We're comparing steady state conditions over some period of time. The tens of millions of years I cited represents the length of time that the sun could shine on its energy of gravitational contraction, and I'm counting this total energy as the ( non-nuclear) ignition energy. So it takes that long for the sun to "break even" with radiation presumed to originate from fusion. So that's its break even confinement time.
With inertial confinement, the laser blast inputs a certain energy, and the confinement must be long enough so that the fusion reaction generates an equal amount of energy.
Well ... I guess this makes for a difficult comparison, since the laser energy input ( presumed instantaneous ) is arbitrary, whereas the sun's gravitational self-energy is a function of its mass and radius. It follows that my inference that the P-T conditions must "greatly" exceed the solar center had no basis. So I was RRRRRR .... RRRRRR ...., well, you know.

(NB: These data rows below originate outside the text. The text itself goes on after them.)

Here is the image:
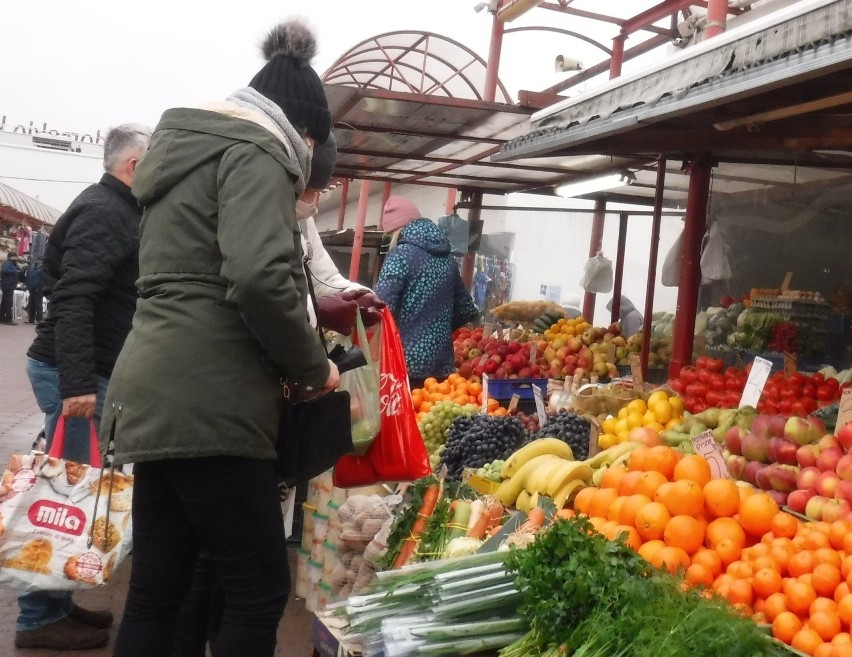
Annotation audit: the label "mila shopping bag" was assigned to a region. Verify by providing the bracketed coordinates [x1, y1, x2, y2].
[0, 417, 133, 591]
[333, 308, 432, 487]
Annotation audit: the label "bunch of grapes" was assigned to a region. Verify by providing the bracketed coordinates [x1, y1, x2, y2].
[418, 401, 480, 463]
[439, 415, 527, 481]
[526, 411, 592, 460]
[516, 411, 541, 435]
[474, 459, 505, 483]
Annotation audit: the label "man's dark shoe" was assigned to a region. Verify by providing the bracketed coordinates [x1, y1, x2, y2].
[68, 604, 114, 629]
[14, 616, 109, 650]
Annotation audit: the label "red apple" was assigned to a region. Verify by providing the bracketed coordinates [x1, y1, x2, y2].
[766, 464, 800, 493]
[797, 444, 820, 469]
[774, 439, 799, 466]
[744, 461, 768, 487]
[817, 471, 841, 498]
[817, 447, 844, 473]
[796, 466, 822, 491]
[818, 434, 842, 451]
[741, 433, 769, 464]
[769, 414, 788, 438]
[836, 454, 852, 481]
[785, 416, 820, 446]
[807, 417, 827, 440]
[787, 488, 816, 514]
[822, 499, 852, 523]
[806, 495, 830, 521]
[755, 466, 773, 491]
[836, 479, 852, 506]
[837, 422, 852, 454]
[517, 367, 533, 379]
[766, 490, 789, 507]
[726, 455, 747, 480]
[751, 415, 773, 440]
[724, 426, 745, 456]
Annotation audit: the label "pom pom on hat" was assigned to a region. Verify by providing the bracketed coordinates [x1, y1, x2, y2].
[249, 19, 331, 143]
[382, 196, 422, 233]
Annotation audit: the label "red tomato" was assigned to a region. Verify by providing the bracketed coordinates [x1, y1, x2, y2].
[778, 399, 793, 414]
[726, 391, 741, 407]
[811, 372, 825, 385]
[816, 385, 833, 401]
[706, 390, 725, 407]
[692, 399, 708, 414]
[801, 398, 818, 414]
[686, 382, 708, 399]
[695, 356, 709, 370]
[764, 400, 779, 415]
[791, 401, 806, 416]
[668, 379, 686, 394]
[726, 377, 742, 392]
[826, 377, 840, 390]
[697, 369, 712, 384]
[801, 383, 816, 398]
[707, 358, 725, 373]
[680, 367, 698, 384]
[709, 374, 726, 391]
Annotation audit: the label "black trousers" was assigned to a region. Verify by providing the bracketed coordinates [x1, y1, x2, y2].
[27, 288, 43, 322]
[0, 287, 14, 321]
[114, 456, 290, 657]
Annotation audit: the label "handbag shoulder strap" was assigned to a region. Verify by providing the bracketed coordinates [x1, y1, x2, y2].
[302, 257, 328, 357]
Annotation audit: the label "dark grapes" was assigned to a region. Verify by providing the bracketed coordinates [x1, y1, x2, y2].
[525, 411, 592, 460]
[439, 415, 527, 481]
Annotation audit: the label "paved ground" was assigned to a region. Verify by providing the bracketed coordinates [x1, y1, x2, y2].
[0, 322, 315, 656]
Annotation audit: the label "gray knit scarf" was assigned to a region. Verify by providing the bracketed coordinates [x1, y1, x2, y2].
[227, 87, 311, 196]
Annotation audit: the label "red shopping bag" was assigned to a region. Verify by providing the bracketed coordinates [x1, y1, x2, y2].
[333, 308, 431, 487]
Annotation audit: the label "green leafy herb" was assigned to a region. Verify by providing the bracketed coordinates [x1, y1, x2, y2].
[380, 476, 435, 569]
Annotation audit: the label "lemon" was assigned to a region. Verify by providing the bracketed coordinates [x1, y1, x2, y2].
[599, 433, 618, 449]
[652, 399, 673, 425]
[616, 429, 630, 443]
[665, 418, 681, 430]
[647, 390, 669, 407]
[627, 399, 648, 415]
[642, 409, 657, 426]
[669, 396, 684, 414]
[618, 407, 629, 421]
[615, 418, 629, 435]
[602, 417, 618, 434]
[645, 421, 666, 434]
[626, 412, 644, 430]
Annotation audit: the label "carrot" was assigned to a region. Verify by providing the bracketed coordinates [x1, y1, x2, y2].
[394, 484, 440, 568]
[519, 506, 546, 533]
[487, 502, 505, 531]
[467, 503, 492, 539]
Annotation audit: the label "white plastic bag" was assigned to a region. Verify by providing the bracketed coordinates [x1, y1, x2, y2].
[579, 251, 613, 294]
[661, 228, 683, 287]
[700, 221, 732, 282]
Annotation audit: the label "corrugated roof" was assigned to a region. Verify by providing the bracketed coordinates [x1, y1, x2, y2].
[0, 181, 62, 226]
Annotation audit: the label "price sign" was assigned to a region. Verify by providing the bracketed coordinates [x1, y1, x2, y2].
[508, 394, 520, 414]
[282, 486, 297, 538]
[691, 430, 731, 480]
[836, 388, 852, 437]
[481, 374, 490, 413]
[629, 353, 644, 389]
[530, 341, 538, 363]
[532, 384, 547, 426]
[739, 356, 773, 409]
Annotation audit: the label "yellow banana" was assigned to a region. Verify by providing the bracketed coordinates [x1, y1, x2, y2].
[516, 490, 531, 513]
[500, 438, 574, 479]
[543, 460, 578, 496]
[525, 456, 565, 495]
[585, 442, 642, 469]
[553, 480, 587, 510]
[544, 462, 595, 497]
[495, 454, 564, 507]
[591, 466, 606, 487]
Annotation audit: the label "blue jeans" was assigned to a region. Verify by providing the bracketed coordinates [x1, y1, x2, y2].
[17, 357, 109, 631]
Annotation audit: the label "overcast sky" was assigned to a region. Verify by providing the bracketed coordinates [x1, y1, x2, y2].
[1, 0, 660, 137]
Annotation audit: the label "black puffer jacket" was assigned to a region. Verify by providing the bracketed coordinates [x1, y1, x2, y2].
[28, 174, 141, 398]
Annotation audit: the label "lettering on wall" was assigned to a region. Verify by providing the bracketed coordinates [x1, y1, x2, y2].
[0, 115, 105, 145]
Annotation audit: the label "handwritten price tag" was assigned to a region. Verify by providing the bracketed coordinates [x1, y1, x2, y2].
[532, 384, 547, 427]
[739, 356, 773, 409]
[691, 430, 731, 480]
[836, 388, 852, 437]
[481, 374, 490, 413]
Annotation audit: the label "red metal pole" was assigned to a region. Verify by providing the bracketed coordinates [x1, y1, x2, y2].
[483, 12, 505, 102]
[705, 0, 728, 39]
[348, 179, 371, 282]
[337, 178, 350, 231]
[610, 34, 626, 79]
[611, 213, 628, 324]
[668, 155, 711, 378]
[582, 198, 607, 323]
[641, 156, 667, 379]
[461, 192, 483, 290]
[445, 188, 457, 215]
[379, 181, 392, 231]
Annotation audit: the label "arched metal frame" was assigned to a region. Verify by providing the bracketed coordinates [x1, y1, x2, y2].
[323, 31, 513, 103]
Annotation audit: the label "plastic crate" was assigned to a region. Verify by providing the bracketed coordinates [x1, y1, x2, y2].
[486, 377, 549, 400]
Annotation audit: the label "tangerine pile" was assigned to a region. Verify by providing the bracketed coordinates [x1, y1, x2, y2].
[574, 445, 852, 656]
[412, 374, 486, 421]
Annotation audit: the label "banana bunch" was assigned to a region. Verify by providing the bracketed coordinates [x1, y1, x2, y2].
[588, 442, 644, 486]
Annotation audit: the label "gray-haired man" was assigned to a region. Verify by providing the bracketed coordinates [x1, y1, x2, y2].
[17, 123, 152, 651]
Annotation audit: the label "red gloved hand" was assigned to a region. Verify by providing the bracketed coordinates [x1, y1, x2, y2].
[316, 294, 359, 334]
[340, 289, 386, 327]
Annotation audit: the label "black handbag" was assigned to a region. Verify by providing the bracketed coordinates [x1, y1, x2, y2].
[276, 259, 355, 486]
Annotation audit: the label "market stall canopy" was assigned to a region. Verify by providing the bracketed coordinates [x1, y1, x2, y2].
[322, 31, 640, 195]
[0, 181, 61, 227]
[493, 0, 852, 199]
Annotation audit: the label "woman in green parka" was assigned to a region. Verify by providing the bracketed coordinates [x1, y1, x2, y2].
[102, 20, 338, 657]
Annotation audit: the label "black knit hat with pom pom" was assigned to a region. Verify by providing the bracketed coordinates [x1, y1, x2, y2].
[249, 19, 331, 142]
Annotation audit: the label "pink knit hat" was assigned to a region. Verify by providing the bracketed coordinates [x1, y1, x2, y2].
[382, 196, 421, 232]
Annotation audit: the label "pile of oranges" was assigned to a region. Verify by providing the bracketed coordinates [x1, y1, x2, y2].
[573, 445, 852, 655]
[412, 374, 489, 422]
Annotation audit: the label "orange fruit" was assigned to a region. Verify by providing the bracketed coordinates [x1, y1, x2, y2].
[816, 549, 843, 569]
[739, 492, 780, 538]
[706, 517, 747, 550]
[644, 446, 679, 479]
[599, 520, 621, 541]
[811, 611, 842, 642]
[613, 524, 642, 551]
[600, 466, 627, 491]
[692, 548, 723, 578]
[685, 563, 713, 588]
[635, 502, 671, 541]
[618, 470, 644, 497]
[715, 537, 743, 566]
[815, 644, 837, 657]
[713, 572, 734, 592]
[790, 551, 818, 578]
[663, 515, 704, 554]
[627, 445, 650, 472]
[573, 487, 596, 515]
[727, 560, 754, 579]
[619, 494, 652, 527]
[663, 480, 704, 517]
[841, 555, 852, 580]
[753, 555, 782, 574]
[607, 496, 627, 522]
[653, 481, 675, 505]
[651, 545, 690, 574]
[838, 594, 852, 628]
[770, 543, 795, 576]
[837, 584, 852, 604]
[673, 454, 712, 487]
[726, 579, 754, 607]
[829, 522, 852, 550]
[834, 633, 852, 645]
[772, 513, 801, 540]
[792, 627, 825, 655]
[808, 532, 832, 551]
[754, 567, 784, 598]
[813, 564, 844, 599]
[773, 611, 804, 644]
[787, 580, 818, 616]
[765, 592, 789, 621]
[587, 488, 619, 519]
[843, 533, 852, 556]
[813, 598, 840, 617]
[835, 643, 852, 657]
[634, 471, 668, 499]
[703, 479, 741, 518]
[738, 485, 757, 504]
[637, 539, 665, 563]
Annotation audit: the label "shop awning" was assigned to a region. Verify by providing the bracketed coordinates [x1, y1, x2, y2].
[0, 181, 61, 227]
[494, 0, 852, 169]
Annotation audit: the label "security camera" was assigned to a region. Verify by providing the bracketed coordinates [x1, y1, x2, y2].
[555, 55, 583, 73]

It’s an easy mistake to make. The key thing is that the protons don’t care about where they are. They’re just not that smart. Classically, all they need is enough kinetic energy to get close enough to overcome the Coulomb barrier. Quantum mechanically, they don’t need quite that much energy, just enough for their proximity to be close enough that their wave functions have significant overlap (or equivalently, that their KE can “tunnel” through the Coulomb Barrier.)